Sie begründet dies damit, dass die Entschädigung seit rund zwanzig Jahren nicht mehr angepasst worden sei – weder an die Teuerung noch mit einer Spesenregelung. Gleichzeitig habe sich die politische Arbeit stark verändert: Unterlagen müssten heute digital beschafft und mit privaten Geräten bearbeitet werden, während sie früher per Post zugestellt worden seien.
Zudem sei die Ratsarbeit zeitintensiver geworden – unter anderem wegen neuer Beteiligungsformate wie Echogruppen und Vernehmlassungen sowie einer zunehmenden Zahl parlamentarischer Vorstösse. Auch Wahlkämpfe seien komplexer und teurer geworden.
Die Fraktion verknüpft den Antrag mit einem demokratiepolitischen Argument:
«Politisches Engagement im Einwohnerrat ist ehrenamtlich, darf jedoch nicht zu finanziellen Einbussen führen.» Sie erhofft sich damit eine grössere Vielfalt im Rat – etwa für jüngere Personen, Alleinerziehende und Menschen mit tieferen Einkommen.
FDP plädiert für moderaten Kompromiss
Deutlich zurückhaltender argumentiert die FDP-Fraktion. Sie beantragt ein Sitzungsgeld von CHF 100.– pro Sitzung – also eine Erhöhung, aber deutlich unter den 160 Franken von Pro Aarau–EVP.
Die FDP betont, dass die Ratsarbeit eine Miliz- und Ehrenamtstätigkeit sei. Das Sitzungsgeld solle lediglich einen Teil des Aufwands und der Spesen abgelten und keinen Lohn darstellen. Bereits der bisherige Ansatz von CHF 80.– liege im Vergleich mit anderen kommunalen Parlamenten im mittleren bis oberen Bereich.
Mit Blick auf die Finanzlage warnt die Partei vor zu grossen Sprüngen: Die von anderen Fraktionen vorgeschlagenen Erhöhungen – bis hin zu 280 Franken – seien angesichts des negativen Budgets und der angespannten mittel- bis langfristigen Finanzperspektiven nicht vertretbar.
Zugleich räumt die FDP ein, dass der letzte Beschluss von 2006 stammt.

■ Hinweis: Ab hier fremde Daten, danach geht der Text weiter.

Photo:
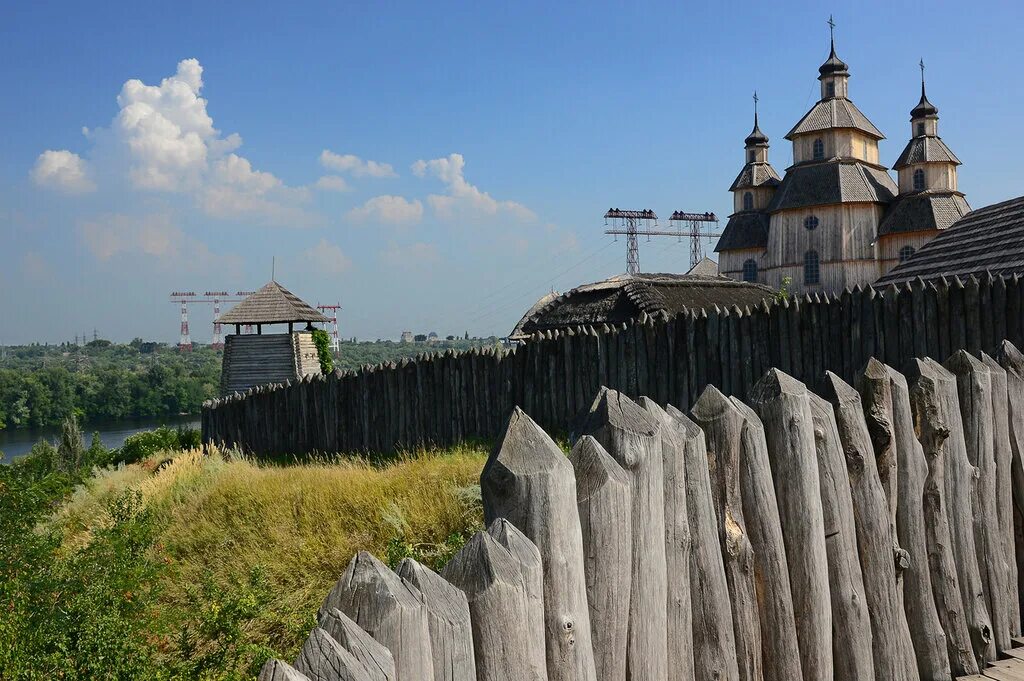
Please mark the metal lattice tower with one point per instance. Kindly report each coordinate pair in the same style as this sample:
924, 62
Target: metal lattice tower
692, 225
629, 223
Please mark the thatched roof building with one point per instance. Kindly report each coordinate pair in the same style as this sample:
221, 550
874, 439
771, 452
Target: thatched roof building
624, 297
987, 240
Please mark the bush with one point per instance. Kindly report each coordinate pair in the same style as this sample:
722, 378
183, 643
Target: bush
144, 444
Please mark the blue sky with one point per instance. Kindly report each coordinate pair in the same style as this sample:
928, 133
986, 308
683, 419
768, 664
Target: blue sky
434, 167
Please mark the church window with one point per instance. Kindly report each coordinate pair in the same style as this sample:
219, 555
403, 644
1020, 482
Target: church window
919, 179
812, 269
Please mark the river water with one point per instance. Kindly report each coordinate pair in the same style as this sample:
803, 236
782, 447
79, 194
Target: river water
14, 443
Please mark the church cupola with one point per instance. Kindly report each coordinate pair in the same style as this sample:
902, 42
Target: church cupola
834, 74
926, 164
756, 183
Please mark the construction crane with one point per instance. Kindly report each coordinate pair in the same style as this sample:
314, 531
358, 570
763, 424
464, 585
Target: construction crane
633, 223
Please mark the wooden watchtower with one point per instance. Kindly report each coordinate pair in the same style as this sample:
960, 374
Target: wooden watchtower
259, 358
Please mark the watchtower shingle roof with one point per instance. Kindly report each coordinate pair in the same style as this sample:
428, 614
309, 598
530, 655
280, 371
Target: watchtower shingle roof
990, 239
271, 304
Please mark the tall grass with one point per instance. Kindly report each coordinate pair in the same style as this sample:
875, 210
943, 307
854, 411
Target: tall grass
219, 517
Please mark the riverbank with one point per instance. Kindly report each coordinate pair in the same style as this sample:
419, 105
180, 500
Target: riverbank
17, 442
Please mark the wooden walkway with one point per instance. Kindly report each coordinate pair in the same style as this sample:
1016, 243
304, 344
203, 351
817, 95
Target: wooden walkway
1010, 669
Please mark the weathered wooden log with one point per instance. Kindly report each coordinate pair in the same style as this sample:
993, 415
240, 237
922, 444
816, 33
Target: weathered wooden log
722, 425
528, 481
634, 440
527, 557
603, 501
448, 620
919, 601
504, 645
937, 418
1004, 488
388, 608
323, 658
376, 658
714, 641
784, 410
974, 386
275, 670
851, 625
1013, 362
893, 650
780, 652
677, 545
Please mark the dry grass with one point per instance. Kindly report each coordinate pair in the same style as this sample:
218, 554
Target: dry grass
220, 516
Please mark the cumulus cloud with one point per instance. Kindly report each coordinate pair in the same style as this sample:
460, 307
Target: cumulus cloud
332, 183
328, 257
346, 163
412, 255
462, 198
388, 209
62, 171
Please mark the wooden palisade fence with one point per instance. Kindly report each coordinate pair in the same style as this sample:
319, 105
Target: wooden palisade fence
865, 533
444, 398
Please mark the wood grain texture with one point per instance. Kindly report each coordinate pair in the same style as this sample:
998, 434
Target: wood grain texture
376, 658
780, 652
448, 620
387, 607
974, 387
677, 545
893, 651
603, 501
528, 481
504, 644
851, 625
323, 658
714, 641
782, 405
275, 670
723, 425
633, 438
938, 421
1004, 488
919, 601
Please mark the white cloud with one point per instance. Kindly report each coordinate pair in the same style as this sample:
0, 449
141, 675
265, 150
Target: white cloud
388, 209
327, 257
346, 163
154, 237
332, 183
413, 255
463, 199
62, 171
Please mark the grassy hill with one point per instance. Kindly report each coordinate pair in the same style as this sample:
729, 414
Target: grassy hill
193, 565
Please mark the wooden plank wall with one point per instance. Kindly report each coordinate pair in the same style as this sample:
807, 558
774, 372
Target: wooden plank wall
443, 398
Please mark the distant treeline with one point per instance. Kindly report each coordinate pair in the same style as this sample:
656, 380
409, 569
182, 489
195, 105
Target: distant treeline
41, 385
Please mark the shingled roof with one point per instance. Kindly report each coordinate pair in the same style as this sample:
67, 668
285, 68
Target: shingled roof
926, 150
624, 297
271, 304
990, 239
745, 229
924, 211
754, 175
835, 113
834, 182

Teuerungsbereinigt entspreche der damalige Betrag heute rund CHF 87.–. Deshalb rechtfertige sich «im Sinne eines Kompromisses höchstens eine massvolle Anpassung auf CHF 100».
Was entscheidet den Rat?
Entscheidend wird sein, wie der Einwohnerrat die Balance zwischen finanzieller Zurückhaltung und der Aufwertung des Milizamts gewichtet. Die Debatte dürfte sich weniger um technische Details als um Grundsatzfragen drehen: Soll die Entschädigung primär Aufwand decken – oder auch als Instrument dienen, um das politische Engagement breiter abzustützen?